Бородач, не в силах выдержать его взгляд, кивнул, уткнувшись лицом в колени.
Кай выскользнул из таверны так же бесшумно, как и появился, оставив за собой запах страха, крови и разлитого дешёвого пива. Адреналин, горячая волна, которая несла его в схватке, начал отступать, уступая место пронизывающей, глубокой боли в ребрах и спине, где уже наливался синяк. Он чувствовал себя не победителем, не героем. Он чувствовал себя просто человеком, который снова, ценой синяков и крови, отодвинул неизбежное. Он купил себе и Серафине ещё одну ночь относительного спокойствия. Может, ещё пару дней. Не больше.
Он остановился у входа в свою улочку, прислонившись лбом к холодной, шершавой кирпичной стене склада, и закрыл глаза. Откуда-то сверху, с какого-то чердака или крыши, донёсся обрывок музыки – кто-то, наверное, пьяный или просто тоскующий, наигрывал на простой тростниковой дудочке грустную, бесконечно простую мелодию, знакомую всем, кто вырос у моря. Кай стоял и слушал, пытаясь поймать этот жалкий, хрупкий кусочек красоты и печали в море окружавшей его грязи, жестокости и безнадёжности. Он был солдатом, дезертиром, бандитом, грузчиком. Но в эту одну, короткую секунду, прижавшись к холодному камню, он был просто уставшим человеком, который больше всего на свете хотел тишины, тепла и покоя для той, кого любил. Чтобы этот кашель прекратился. Чтобы не нужно было больше точить нож перед выходом.

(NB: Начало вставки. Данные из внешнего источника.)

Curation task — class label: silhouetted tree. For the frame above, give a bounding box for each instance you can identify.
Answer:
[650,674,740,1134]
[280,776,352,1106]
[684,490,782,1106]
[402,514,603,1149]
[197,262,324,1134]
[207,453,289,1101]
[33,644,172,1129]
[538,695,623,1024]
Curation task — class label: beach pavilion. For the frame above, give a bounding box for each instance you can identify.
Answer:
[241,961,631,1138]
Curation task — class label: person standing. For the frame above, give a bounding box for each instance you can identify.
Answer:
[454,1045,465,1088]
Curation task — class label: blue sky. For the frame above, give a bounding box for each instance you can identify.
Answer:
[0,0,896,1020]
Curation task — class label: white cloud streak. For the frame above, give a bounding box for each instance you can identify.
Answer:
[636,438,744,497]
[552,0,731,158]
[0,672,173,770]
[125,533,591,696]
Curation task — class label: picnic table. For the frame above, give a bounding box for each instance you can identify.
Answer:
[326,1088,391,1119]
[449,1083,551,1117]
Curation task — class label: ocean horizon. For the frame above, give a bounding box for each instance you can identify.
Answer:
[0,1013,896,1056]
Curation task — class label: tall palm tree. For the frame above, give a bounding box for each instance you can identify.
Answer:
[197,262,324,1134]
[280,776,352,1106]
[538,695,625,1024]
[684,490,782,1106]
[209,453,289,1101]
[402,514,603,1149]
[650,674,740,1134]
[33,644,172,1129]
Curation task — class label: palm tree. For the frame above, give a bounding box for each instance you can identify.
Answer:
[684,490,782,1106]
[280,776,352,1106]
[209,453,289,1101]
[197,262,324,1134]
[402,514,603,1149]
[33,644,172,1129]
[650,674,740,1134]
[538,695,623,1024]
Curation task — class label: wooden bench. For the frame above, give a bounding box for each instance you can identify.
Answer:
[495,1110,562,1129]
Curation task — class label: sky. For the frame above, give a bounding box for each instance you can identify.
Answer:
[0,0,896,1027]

Потом он оттолкнулся от стены, вздохнул, втягивая в лёгкие знакомый, гнилостный воздух «Сажи», и побрёл, слегка прихрамывая, к своей конуре. Ему нужно было умыться, перевязать, если нужно, раны, спрятать кровь на одежде и сделать вид, что всё в порядке, прежде чем проснётся Серафина. Его война, тихая и беспощадная, продолжалась. И самым страшным было то, что он уже давно не мог вспомнить, ради чего она началась. Осталось только инстинктивное, животное желание – продержаться. Ещё один день. Ещё одну ночь.

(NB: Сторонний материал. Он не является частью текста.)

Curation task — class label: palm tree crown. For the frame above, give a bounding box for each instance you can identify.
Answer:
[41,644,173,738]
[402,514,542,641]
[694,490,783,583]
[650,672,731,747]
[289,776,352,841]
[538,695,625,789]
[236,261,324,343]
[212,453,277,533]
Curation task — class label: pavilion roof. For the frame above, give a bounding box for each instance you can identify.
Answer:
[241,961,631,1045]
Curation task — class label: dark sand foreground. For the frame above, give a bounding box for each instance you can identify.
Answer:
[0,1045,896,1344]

Часть 1. Свет перед закатом. Глава 4
Карета клана Горрин катилась по брусчатке ночного города, оставляя позади иллюминацию и музыку приёма у Квинтилиев. Она была не столь древней и аристократичной, как угрюмые, лаконичные экипажи Валерриев, но куда более дорогой, комфортабельной и продуманной до мелочей. Её кузов, окрашенный в тёмно-зелёный «фирменный» цвет клана, был чуть шире обычного и покоился на сложной системе рессор и пружин, скрытых под медными кожухами. Внутри, обитые мягчайшей шагреневой кожей цвета сливок, сиденья казались пухлыми облаками. Вибрация колёс гасилась почти полностью, лишь лёгкое, ритмичное покачивание укачивало, как на корабле в штиль. В углу, в специальном медном гнезде, крепко закреплённый от толчков, стоял маленький серебряный самовар с угольной жаровней внутри – чтобы в любой момент можно было заварить крепкий, согревающий чай, любимый Ториусом. В воздухе витали два чётких запаха: дорогая кожа, обработанная воском и лавандой, и слабый, но стойкий, едкий аромат свежего типографского чернила и новеньких счётных книг, будто пропитавший одежду и мысли пассажиров.
Рианна Горрин сидела, откинувшись на спинку, и смотрела в затемнённое окно, по которому струились, сливаясь в причудливые ручьи, дождевые капли. Отблески уличных газовых фонарей скользили по её лицу, то высвечивая высокие скулы и прямой нос, то погружая в темноту глаза и плотно сжатые, будто запертые на замок, губы. На коленях, забыв о светских манерах, она теребила шелковую ткань своего вечернего платья – роскошного, тяжёлого, изумрудно-зелёного кокона, в который её заточили для этого вечера, как редкую бабочку – под стекло витрины. Она всё ещё физически чувствовала на себе прикосновения десятков любопытных и оценивающих взглядов, словно щупальцев. Слышала отрывки шёпота, шипящего, как змеи, за её спиной: «Дочь торгаша… наглая, не кланяется… новые деньги пахнут железом и потом… а, впрочем, приданое у неё будет знатное, с таким можно и род почистить…». Каждое слово вонзалось, как игла. Она была не гостьей, а экспонатом.